Oh yeah, I forgot, it’s April and we can’t expect much yet, those guys will get it going and we will be fine. Just like the way they got it going last year, never at the same time and not until the last month and a half of the season. So sure, let’s ignore the fact that Jason Bey and Oliver Perez are performing at major league levels while we overpay for their less productive replacement that pulls off the baseball during his swing the likes of which I have never seen. Can someone get Mr. Gwynn down there to help these guys with their swings? Perhaps if we can get them all to a mildly lukewarm state by June, there may still be some gas in the tank to perform like all the most fabulous, expert, pundits predicted we would and win the damned division. Can you hear that? That’s not the wonderful springtime rain you’re hearing, those are frustration drops folks! Yeah!

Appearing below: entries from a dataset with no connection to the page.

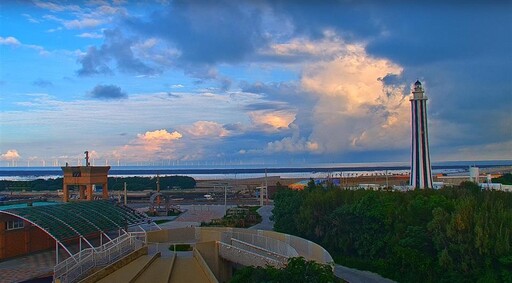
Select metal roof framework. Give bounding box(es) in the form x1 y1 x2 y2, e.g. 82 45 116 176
0 200 147 263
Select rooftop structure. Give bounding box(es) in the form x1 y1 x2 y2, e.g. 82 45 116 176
61 151 110 202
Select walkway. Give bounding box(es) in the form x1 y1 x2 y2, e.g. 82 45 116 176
168 255 209 283
249 205 395 283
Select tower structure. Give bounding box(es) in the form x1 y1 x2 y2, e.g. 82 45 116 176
61 151 110 202
410 81 433 188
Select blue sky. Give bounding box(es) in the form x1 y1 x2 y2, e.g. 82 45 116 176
0 0 512 166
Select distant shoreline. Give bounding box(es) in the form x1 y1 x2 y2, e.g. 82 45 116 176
0 161 512 180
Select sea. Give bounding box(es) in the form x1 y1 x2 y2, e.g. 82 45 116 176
0 160 512 181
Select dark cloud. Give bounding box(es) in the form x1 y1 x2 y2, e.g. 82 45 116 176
89 85 128 99
32 79 53 87
77 29 160 76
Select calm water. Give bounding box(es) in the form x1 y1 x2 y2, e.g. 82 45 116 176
0 161 512 180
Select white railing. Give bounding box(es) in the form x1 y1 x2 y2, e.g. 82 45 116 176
53 234 144 282
219 242 286 268
231 239 288 262
221 232 299 257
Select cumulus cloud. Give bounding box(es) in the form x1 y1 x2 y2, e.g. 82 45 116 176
0 36 21 46
266 137 318 153
187 121 229 138
302 46 410 152
32 79 53 87
0 36 49 55
77 32 103 38
110 129 183 161
89 85 128 99
247 110 295 132
0 149 21 161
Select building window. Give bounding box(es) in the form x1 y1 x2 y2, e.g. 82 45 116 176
5 220 23 230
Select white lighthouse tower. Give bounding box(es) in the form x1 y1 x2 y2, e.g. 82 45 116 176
410 81 432 188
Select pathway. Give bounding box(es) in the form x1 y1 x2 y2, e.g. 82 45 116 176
249 205 395 283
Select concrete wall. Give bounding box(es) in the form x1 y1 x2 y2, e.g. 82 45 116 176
0 214 55 260
196 241 233 282
80 246 148 283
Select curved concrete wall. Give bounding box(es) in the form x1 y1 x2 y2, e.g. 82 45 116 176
147 227 333 263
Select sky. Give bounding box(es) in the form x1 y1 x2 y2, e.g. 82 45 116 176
0 0 512 166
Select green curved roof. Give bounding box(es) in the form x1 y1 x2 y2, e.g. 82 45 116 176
0 200 146 242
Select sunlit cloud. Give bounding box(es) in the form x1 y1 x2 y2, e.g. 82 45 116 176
0 149 21 161
247 110 295 131
187 121 229 137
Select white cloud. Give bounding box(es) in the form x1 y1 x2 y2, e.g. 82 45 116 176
0 36 49 55
247 110 296 132
33 1 81 12
63 18 104 29
0 149 21 161
110 129 183 161
302 45 410 152
187 121 229 138
0 36 21 46
266 137 318 153
77 32 103 38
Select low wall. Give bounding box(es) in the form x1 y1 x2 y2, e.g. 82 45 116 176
80 246 148 283
147 227 333 263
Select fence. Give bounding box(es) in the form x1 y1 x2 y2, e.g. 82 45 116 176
53 234 144 282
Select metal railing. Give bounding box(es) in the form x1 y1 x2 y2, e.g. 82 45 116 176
219 242 286 268
53 234 144 282
221 232 299 257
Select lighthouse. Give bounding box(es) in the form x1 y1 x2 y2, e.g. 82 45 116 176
409 81 432 188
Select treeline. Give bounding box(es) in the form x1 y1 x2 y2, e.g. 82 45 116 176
0 176 196 191
273 182 512 282
492 173 512 185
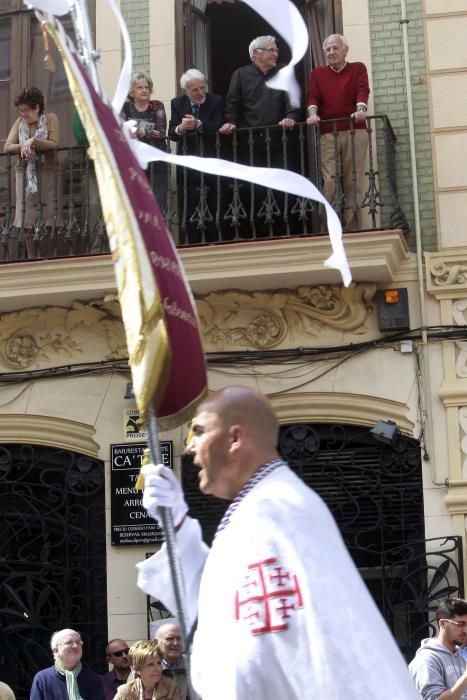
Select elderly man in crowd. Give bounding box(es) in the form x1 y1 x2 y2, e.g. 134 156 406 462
138 387 417 700
219 36 300 138
307 34 370 229
169 68 224 243
155 623 188 700
30 629 104 700
219 36 300 236
102 639 133 700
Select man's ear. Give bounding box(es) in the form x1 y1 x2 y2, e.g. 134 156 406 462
229 425 243 447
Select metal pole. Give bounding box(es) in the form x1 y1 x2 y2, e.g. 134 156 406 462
70 0 102 95
148 408 197 700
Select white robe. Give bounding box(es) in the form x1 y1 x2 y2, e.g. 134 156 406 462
138 465 418 700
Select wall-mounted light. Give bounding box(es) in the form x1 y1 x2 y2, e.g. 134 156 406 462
370 420 400 447
375 287 410 333
123 382 135 400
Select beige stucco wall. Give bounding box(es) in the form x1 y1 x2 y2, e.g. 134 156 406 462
425 0 467 248
96 0 176 110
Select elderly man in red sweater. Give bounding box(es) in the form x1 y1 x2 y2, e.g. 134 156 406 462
307 34 370 230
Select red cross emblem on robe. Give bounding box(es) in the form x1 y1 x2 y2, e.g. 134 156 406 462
235 557 303 634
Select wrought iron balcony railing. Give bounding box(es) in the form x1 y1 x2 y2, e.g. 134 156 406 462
0 115 408 262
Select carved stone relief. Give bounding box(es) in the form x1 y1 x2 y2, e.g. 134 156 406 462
0 297 127 370
196 284 376 351
429 256 467 287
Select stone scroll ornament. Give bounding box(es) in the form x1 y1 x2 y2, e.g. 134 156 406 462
27 0 352 286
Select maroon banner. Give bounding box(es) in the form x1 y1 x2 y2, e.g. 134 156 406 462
69 56 207 425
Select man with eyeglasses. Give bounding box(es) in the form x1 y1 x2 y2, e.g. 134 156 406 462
102 639 133 700
219 36 300 135
307 34 370 230
30 629 104 700
409 598 467 700
219 36 300 238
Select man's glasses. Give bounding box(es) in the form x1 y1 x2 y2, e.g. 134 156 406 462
444 618 467 630
110 647 130 657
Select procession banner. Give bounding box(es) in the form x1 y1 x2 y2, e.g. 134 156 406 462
45 20 207 428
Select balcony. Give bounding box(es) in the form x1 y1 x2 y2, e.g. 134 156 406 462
0 115 409 309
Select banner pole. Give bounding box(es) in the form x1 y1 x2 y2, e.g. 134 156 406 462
148 408 197 700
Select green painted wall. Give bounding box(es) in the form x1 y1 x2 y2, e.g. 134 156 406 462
369 0 436 250
120 0 149 72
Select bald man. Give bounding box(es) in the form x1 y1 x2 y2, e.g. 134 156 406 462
138 387 418 700
154 622 188 700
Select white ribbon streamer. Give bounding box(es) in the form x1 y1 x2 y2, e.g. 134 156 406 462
107 0 133 115
132 139 352 287
24 0 71 17
243 0 308 107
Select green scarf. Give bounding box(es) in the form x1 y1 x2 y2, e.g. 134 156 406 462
55 661 83 700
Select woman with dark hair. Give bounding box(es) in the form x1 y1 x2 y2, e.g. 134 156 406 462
4 87 61 258
122 71 168 214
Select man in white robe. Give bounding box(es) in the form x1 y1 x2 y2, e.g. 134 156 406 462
138 387 418 700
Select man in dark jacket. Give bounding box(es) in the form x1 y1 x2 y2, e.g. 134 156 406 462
30 629 104 700
219 36 300 237
169 68 224 243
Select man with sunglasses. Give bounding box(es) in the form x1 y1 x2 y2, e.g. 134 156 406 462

Tomorrow marks a great day in my life. It seems as if one of the members of the crew happened across four, count ‘em, four box seats to the game tomorrow night. Now, fortunately for me, I manage to fit into the top four, how the hell I managed that I don’t know, but I am on my way to Petcoland to triumphantly declare my faith publicly for the above mentioned team in person. Perfect in so many ways. An early evening trip to the historic Gaslamp District, followed by a happy hour somewhere in the vicinity of the park, preferably one serving icy cold bevies at price. Followed by a short trek to the baseballing Holy Land, to be supported by more nice, icy cold ones. As we are directed to the privileged seating area, (if they only knew me they’d be directing me to the exits) we are to be treated like Golden Gods and showered with riches, and virgins and overwhelming feelings of happiness until our black hearts are content with significantly high levels of debauchery. We are to be seated in cushioned thrones to see the one and only Miss Anna Kournikova bounce and jiggle her way to the mound to ceremoniously heave the first strike in the general vicinity of the home plate area. Hopefully it’s cold, windy, raining profusely, and she insists on wearing white. Oh, and then the whole game thing...it’s beanie night too.